This winter, the Red Cross is handing out food parcels in the UK for the first time since World War II.
I'm just going to leave that out there for a moment for you to take in. If this fact doesn't embarrass or amaze you, you should probably stop reading now, because the rest of this post works on the premise that a society that cannot feed its own citizens is not one worthy of the name. The UK is the only G8 country to receive this unwanted attention, and as stigmas go, it puts us right up there with Zimbabwe and Syria, albeit on a less dramatic scale. Around half a million people in the UK used food banks in 2013, an increase of 170% since this time last year.
Someone who isn't embarrassed by this is Iain Duncan Smith, Secretary of State for Work and Pensions, though the government of which he is a member has a somewhat schizophrenic attitude to the situation. On the one hand, his fellow ministers with less self-awareness than fungi are pictured grinning as they open food banks in the apparent belief this is something to be proud of. And on the other, Mr Duncan Smith has condemned those who run food banks for encouraging a culture of dependency. That's the problem with food of course - it's very more-ish.
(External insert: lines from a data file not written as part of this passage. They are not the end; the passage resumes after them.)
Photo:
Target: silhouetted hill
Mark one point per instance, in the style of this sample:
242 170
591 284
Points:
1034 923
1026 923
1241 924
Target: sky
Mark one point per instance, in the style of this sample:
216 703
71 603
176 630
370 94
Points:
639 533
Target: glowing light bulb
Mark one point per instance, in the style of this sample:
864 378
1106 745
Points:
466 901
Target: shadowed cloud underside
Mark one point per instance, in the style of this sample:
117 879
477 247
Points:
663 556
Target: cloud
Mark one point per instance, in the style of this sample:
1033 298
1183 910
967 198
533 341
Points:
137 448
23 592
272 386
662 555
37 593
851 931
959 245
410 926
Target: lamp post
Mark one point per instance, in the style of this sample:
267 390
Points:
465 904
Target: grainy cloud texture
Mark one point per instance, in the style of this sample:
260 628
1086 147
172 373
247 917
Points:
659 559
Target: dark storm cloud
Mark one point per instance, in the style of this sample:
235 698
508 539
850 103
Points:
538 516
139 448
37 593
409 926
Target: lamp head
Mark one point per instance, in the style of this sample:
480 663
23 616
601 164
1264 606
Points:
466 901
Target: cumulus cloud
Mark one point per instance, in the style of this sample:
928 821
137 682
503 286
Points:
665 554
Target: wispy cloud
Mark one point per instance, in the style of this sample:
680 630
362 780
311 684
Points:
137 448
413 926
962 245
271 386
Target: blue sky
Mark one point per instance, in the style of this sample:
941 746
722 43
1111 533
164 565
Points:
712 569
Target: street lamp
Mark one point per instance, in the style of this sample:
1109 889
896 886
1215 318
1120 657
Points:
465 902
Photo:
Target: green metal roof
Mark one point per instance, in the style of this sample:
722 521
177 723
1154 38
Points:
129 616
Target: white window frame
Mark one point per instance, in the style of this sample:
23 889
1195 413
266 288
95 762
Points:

The poor should learn to get by without it instead of allowing themselves to become the victims of nutrition.
This week, Mr Duncan Smith had two chances to do something to at least pretend to take it seriously as a political issue. But a debate in the House of Commons on Tuesday turned into an even less edifying spectacle than usual, with backbench MPs on the government benches openly laughing at stories of food bank users' hardships, and Duncan Smith himself walked out early, after refusing to answer questions. Later on in the week, he also refused to meet the UK's largest food bank charity, accusing them of "scaremongering" about the size of the problem.
So what can we do to provoke a political reaction, and maybe get some media traction, now celebrity chefs taking cocaine is becoming yesterday's news?
Next year is the 20th anniversary of Band Aid's single Do They Know It's Christmas. How about a commemorative re-release next Christmas, but this time all the proceeds to go to food banks in the UK? For the 'Band Aid generation', which includes most of the members of the present government, there can surely be no more stinging a rebuke than the symbol of generosity of their youth boomeranging back to remind them of the moral failings of their middle age? For politicians who equate being 'in touch with public opinion' with 'keeping up with celebrity gossip', to be forced to comment on that single being the Christmas number one, would be a beautifully ironic way to hoist them by their own petard. And the proceeds would also help half a million families know that it's Christmas time at all.